Home Christian News The Activist Behind Opposition to the Separation of Church and State

The Activist Behind Opposition to the Separation of Church and State

Josh Mandel
David Barton speaks at a Nevada Courageous Conservatives rally with U.S. Senator Ted Cruz and Glenn Beck hosted by Keep the Promise PAC at the Henderson Convention Center in Henderson, Nevada, on Feb. 21, 2016. Photo by Gage Skidmore/Flickr/Creative Commons

(RNS) — In October of last year, Josh Mandel, a candidate in Ohio’s Republican primary for the state’s open U.S. Senate seat, insisted during a debate that “there’s no such thing as separation of church and state.” Three months later, Supreme Court Justice Neil Gorsuch made an off-hand reference to the “so-called separation of … church and state” during oral arguments.

In April, Pennsylvania gubernatorial primary candidate Doug Mastriano, now the Republican nominee, dismissed the separation of church and state as a “myth.”

By June, Colorado Rep. Lauren Boebert, speaking at a Colorado church, proclaimed, “I’m tired of the separation of church and state junk that’s not in the Constitution. It was in a stinking letter, and it means nothing like what they say it does.”

The growing popularity of these kinds of declarations is striking given the place the separation of church and state has occupied in American politics going back to the Founding Fathers. Though the phrase “separation of church and state” does not appear in the U.S. Constitution, the notion is deeply rooted in American jurisprudence and popular culture.

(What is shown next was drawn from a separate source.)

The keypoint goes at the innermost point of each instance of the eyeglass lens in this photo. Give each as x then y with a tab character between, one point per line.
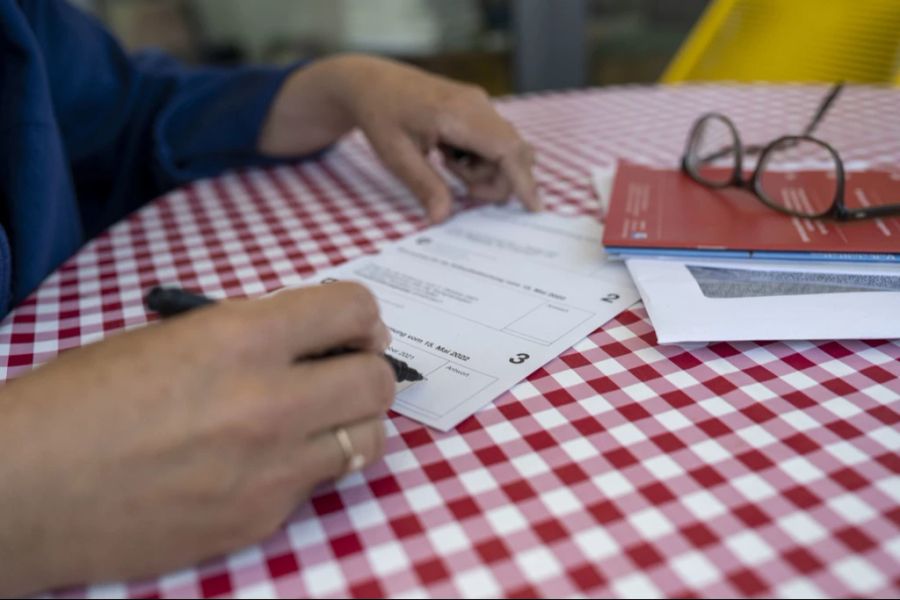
712	151
798	176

More immediately, the rhetoric has alarmed some Americans who associate the constitutional debate over the church-state split with extreme versions of Christian nationalism.

Yet, antipathy toward the separation of church and state among conservatives is not new but, rather, is a decades-old argument popularized primarily by a controversial Texas activist in the early ’90s, when the religious right was ascendant.

In 1993, the Rev. Jerry Falwell Sr., founder of Liberty University and co-founder of the Moral Majority, promoted a book called “The Myth of Separation” by a Texan named David Barton. According to a Christian Century report, less than a month later on Falwell’s television show, “The Old Time Gospel Hour,” he preached a strident sermon in which he said, “Let everyone know that this separation of church and state business is bogus.”

In 1988, Barton, a self-taught historian and activist, had founded WallBuilders, a group dedicated to “presenting America’s forgotten history and heroes, with an emphasis on the moral, religious, and constitutional foundation on which America was built.”

The organization has dutifully forwarded Barton’s Christian vision of American history ever since, serving as a one-stop shop for his books, videos and materials. It has consistently taught that the separation of church and state is a modern fabrication.

While Barton was not necessarily the first to make the claim, Kristin Kobes Du Mez, a historian and professor of history at Calvin University, said Barton is “extremely influential in evangelical spaces, and has been for decades.”

 

Barton did not respond to a request for an interview, but his argument has been articulated in presentations and books over the years. He focuses on an 1802 letter penned by then-President Thomas Jefferson to the Baptist Association of Danbury, Connecticut, in which Jefferson assures the Baptists that the “establishment clause” in the First Amendment of the U.S. Constitution builds a “wall of separation between Church and State,” when it declares Congress shall “make no law respecting an establishment of religion or prohibiting the free exercise thereof.”

Micah Schwartzman, a professor at University of Virginia School of Law, said Jefferson’s wall metaphor was “widely viewed among many in the founding generation to capture the sense that the ends of the state were not the same as the ends of the church.”

“What the state wasn’t for was saving souls,” Schwartzman said. “There was a deep separation between the legitimate purposes or ends of the state as compared to religious institutions — the church.”